Luzener Polizei setzte Wasserwerfer und Gummischrot ein

Vor und nach dem Super-League-Spiel FC Luzern gegen den FC Zürich ist es gestern zu Scharmützeln zwischen der Polizei und Zürich-Fans gekommen. Nach dem Spiel griffen vermummte FCZ-Hooligans beim Bahnhof die Polizei mit Schottersteinen an. Die Polizei setzte Wasserwerfer und Gummischrot ein.

Verletzt wurde laut Mitteilung der Luzerner Polizei niemand. Mehrere Polizeiautos wurden beschädigt. Die Zentralstrasse beim Bahnhof war wegen herumliegender Steine vorübergehend nicht mehr befahrbar. Während des Fussballspiels blieb es ruhig.

Bereits vor dem Anpfiff zur Partie Luzern gegen Zürich war es nach Angaben der Polizei beim Gästeeingang vor der Swissporarena zu Scharmützeln gekommen. Fans des FC Zürich waren zu den Abschrankungen vorgedrungen und hatten sich an diesen zu schaffen gemacht.

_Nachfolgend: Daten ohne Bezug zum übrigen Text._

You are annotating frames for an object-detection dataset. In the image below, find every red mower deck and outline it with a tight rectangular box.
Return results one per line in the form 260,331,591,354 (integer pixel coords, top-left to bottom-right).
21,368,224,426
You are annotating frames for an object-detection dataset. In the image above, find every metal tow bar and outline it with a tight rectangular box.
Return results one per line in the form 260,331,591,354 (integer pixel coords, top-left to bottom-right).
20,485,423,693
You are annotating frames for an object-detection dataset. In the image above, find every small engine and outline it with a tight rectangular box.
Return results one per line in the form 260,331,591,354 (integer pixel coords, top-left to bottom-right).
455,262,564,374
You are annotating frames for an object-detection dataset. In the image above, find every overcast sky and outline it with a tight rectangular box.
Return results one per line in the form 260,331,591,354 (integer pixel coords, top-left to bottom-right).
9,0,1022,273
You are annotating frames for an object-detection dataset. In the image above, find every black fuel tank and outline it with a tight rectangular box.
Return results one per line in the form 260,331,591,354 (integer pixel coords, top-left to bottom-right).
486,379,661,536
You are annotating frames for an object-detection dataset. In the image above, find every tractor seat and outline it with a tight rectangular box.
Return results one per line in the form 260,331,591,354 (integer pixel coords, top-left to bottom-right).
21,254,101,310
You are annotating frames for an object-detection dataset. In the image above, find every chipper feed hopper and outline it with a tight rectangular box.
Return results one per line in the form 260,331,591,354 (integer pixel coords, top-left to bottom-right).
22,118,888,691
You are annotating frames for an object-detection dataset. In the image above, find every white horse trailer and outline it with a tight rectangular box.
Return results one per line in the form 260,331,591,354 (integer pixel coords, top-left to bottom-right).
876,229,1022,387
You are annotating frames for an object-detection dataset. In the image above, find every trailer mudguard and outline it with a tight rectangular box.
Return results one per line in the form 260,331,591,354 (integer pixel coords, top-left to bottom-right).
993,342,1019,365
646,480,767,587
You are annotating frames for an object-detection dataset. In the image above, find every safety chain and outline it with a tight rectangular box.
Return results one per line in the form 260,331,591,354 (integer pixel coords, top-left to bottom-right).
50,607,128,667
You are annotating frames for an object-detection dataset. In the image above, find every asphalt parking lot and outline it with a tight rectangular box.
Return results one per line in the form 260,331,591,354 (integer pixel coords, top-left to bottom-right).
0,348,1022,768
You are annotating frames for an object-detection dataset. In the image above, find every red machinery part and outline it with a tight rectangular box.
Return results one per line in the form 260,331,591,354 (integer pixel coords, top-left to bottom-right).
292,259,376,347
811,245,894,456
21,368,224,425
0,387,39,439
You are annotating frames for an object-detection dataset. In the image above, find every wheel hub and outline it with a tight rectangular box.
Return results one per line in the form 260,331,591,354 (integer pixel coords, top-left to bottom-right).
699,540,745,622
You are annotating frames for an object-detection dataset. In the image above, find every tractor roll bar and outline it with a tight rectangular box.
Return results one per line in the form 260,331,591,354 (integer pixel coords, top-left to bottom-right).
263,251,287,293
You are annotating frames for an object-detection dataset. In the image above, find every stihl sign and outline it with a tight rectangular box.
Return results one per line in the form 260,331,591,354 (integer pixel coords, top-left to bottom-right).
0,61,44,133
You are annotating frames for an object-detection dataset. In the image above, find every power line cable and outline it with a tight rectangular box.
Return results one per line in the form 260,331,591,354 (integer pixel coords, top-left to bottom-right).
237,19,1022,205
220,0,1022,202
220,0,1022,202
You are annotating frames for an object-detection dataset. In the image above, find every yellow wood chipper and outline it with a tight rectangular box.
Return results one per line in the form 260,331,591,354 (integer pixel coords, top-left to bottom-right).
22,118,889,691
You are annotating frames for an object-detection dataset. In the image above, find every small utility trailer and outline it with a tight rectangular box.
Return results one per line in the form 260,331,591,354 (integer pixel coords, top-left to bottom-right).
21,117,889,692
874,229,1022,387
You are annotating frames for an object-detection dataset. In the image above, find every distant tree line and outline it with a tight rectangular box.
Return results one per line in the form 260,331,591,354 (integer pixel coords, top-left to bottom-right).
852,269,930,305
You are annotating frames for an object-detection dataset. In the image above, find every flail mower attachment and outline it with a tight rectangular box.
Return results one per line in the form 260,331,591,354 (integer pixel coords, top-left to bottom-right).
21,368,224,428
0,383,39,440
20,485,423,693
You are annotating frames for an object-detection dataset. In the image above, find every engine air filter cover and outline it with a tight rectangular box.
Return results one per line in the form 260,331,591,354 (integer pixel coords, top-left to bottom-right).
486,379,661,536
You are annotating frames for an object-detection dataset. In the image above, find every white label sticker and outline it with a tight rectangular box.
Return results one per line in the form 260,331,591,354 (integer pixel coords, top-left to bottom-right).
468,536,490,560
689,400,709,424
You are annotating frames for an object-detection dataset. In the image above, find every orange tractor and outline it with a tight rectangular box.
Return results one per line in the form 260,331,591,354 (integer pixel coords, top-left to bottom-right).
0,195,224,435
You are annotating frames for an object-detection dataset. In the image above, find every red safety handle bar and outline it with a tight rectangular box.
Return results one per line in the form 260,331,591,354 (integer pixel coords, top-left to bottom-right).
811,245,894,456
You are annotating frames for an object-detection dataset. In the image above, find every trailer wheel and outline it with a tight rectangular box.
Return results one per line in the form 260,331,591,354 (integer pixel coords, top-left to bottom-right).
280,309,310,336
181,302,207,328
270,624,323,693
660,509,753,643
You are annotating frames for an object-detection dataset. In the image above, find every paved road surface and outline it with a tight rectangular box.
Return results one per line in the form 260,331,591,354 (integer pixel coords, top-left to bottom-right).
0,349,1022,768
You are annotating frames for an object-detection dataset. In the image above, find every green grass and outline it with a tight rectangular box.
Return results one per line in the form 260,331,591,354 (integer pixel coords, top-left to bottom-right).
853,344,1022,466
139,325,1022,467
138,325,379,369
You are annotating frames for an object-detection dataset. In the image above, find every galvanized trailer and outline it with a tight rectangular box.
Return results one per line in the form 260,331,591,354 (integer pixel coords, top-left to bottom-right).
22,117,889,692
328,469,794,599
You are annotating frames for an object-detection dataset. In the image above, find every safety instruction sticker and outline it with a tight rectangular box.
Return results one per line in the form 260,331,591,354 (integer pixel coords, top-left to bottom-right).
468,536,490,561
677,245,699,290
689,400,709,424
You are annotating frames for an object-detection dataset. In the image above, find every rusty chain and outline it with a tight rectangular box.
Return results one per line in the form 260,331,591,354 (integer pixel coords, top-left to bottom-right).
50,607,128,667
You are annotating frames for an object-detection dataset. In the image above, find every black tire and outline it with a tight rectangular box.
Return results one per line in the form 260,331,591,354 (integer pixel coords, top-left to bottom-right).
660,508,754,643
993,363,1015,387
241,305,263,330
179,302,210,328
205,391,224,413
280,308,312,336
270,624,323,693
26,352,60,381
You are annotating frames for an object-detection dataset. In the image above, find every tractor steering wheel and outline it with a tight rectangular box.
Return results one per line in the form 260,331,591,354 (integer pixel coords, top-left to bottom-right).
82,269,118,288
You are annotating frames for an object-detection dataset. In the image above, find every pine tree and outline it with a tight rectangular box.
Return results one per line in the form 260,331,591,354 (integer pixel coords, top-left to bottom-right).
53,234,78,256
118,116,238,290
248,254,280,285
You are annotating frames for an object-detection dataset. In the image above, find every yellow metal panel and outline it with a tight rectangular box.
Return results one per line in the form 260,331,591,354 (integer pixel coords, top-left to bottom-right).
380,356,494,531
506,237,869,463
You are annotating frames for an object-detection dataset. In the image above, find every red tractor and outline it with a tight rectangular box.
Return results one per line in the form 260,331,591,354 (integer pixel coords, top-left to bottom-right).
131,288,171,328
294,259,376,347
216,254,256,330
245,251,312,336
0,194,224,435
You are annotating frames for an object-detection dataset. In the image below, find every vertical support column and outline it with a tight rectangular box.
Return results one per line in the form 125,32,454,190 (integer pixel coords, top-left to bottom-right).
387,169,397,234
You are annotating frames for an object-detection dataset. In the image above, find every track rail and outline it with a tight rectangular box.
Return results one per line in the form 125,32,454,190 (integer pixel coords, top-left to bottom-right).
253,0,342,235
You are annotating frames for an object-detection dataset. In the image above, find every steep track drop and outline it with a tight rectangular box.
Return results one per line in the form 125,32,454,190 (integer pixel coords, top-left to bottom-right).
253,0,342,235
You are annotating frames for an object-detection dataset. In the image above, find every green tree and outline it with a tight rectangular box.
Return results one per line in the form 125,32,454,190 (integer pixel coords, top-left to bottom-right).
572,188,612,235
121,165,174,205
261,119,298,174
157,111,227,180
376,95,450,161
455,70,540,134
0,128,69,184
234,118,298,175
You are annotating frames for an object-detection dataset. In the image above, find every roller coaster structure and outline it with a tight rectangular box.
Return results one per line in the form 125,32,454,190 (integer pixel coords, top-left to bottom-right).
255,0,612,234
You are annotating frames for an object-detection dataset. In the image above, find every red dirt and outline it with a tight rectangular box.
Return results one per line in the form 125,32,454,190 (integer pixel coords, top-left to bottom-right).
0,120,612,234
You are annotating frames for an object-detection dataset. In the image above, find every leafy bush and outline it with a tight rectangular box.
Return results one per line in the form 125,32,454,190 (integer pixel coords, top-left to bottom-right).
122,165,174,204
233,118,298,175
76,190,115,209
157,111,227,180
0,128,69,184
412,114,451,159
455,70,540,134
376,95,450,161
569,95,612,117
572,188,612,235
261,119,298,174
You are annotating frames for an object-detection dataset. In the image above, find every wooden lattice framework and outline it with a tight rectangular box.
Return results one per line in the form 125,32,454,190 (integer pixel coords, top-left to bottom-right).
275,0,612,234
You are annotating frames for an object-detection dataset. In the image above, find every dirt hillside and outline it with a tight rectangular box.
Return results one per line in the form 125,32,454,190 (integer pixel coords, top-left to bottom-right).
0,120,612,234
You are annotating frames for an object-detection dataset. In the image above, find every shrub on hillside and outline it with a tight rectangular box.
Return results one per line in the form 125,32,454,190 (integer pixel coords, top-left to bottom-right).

Auf einem auf Twitter verbreiteten Video ist zu sehen, wie die Polizei mit einem Wasserwerfer eine Menschengruppe zurückdrängt.

Schottersteine und Gummischrot

Nach Spielschluss fuhren die FCZ-Fans mit Bussen zurück zum Bahnhof. Schliesslich kam eine Gruppe vermummter FCZ-Fans mit Schottersteinen bewaffnet aus dem bereitstehenden Extra-Zug und griff die Polizei an, heisst es in einem Communiqué. Durch den Einsatz eines Wasserwerfers und von Gummischrot hätten die Angreifer zurückgedrängt werden können, schreibt die Polizei.

 

Spuren der Scharmützel: Schottersteine auf der Zentralstrasse beim Bahnhof Luzern.